Taken together, these developments indicate that the United States, rather than relying on a single instrument, is activating a network of interconnected pressures against the Islamic Republic of Iran. Domestic pressure, border pressure, pressure on its regional allies, and pressure channeled through international coalition‑building all constitute components of this shared architecture. Its ultimate aim is to redefine the balance of power in West Asia in favor of the United States and the Israeli regime, while compelling Iran to focus on managing overlapping, multi‑front crises.

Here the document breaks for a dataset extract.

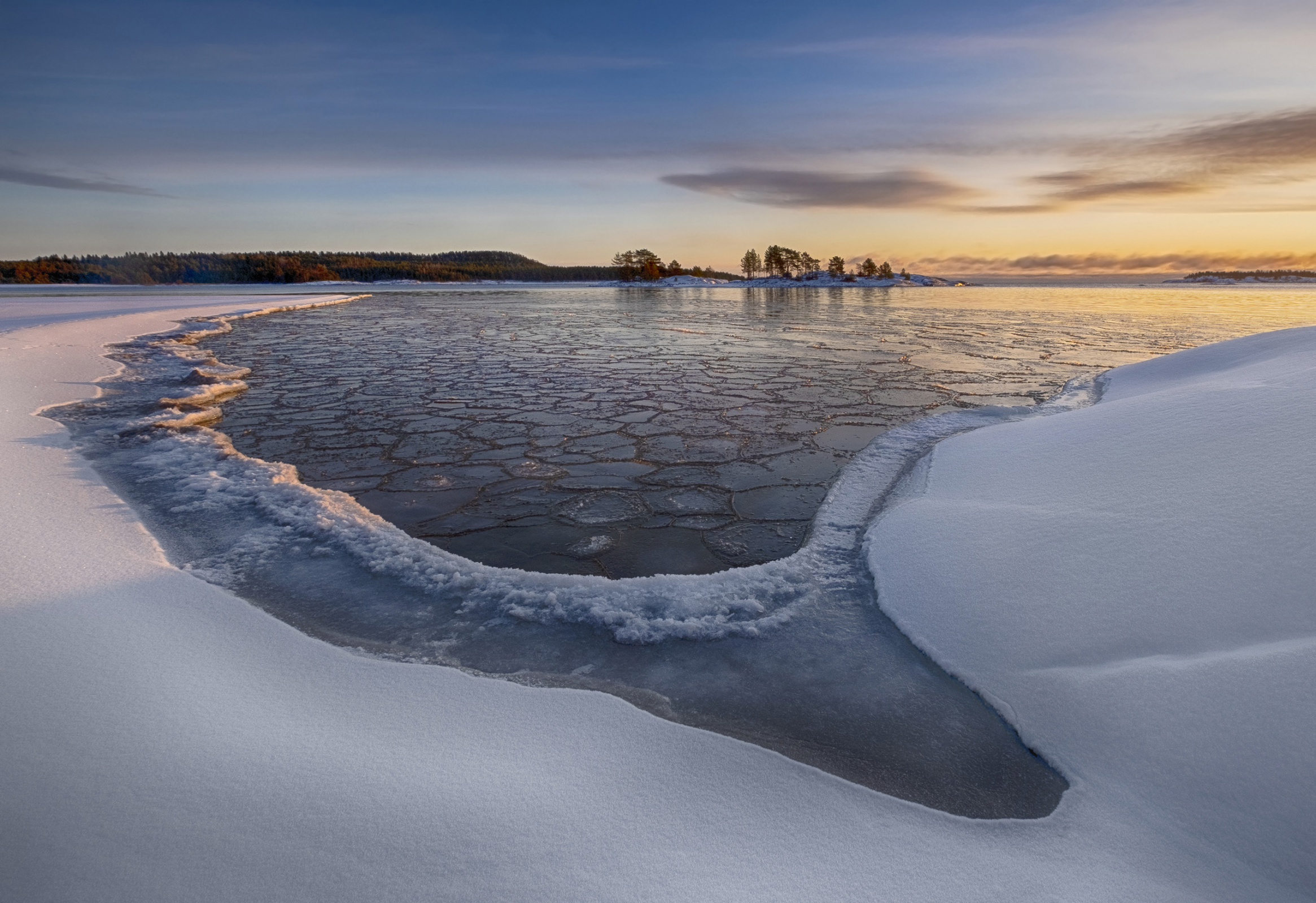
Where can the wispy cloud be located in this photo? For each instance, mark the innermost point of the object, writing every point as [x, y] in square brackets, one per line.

Nevertheless, this strategy appears unlikely to succeed. Recent years have demonstrated that numerous U.S. and Israeli initiatives — despite military superiority, political backing, and intricate security networks — have culminated in attrition, disruption, and failure when confronted with ground realities, local constraints, and the steadfast resolve of resistance movements. Moreover, the massive funeral processions for martyred commanders in Iran and Iraq underscore that a genuine, sustainable order in West Asia emerges not from external American engineering but from the collective will of peoples, historic memory of resistance, and deep opposition to domination. Accordingly, while Washington seeks to recalibrate its pressure on Iran and the axis of resistance through a more complex, multilayered design, regional political and social realities reveal that this project shares the internal limitations, exhaustion, and eventual defeat of preceding paradigms. Thus, the emerging order in West Asia cannot be viewed as a product of American will but as the gradual ascendancy of a popular, deeply rooted, anti‑American sentiment that outweighs imposed, externally engineered projects.
The views expressed in this article are the author’s own and do not necessarily reflect Al Jazeera’s editorial policy.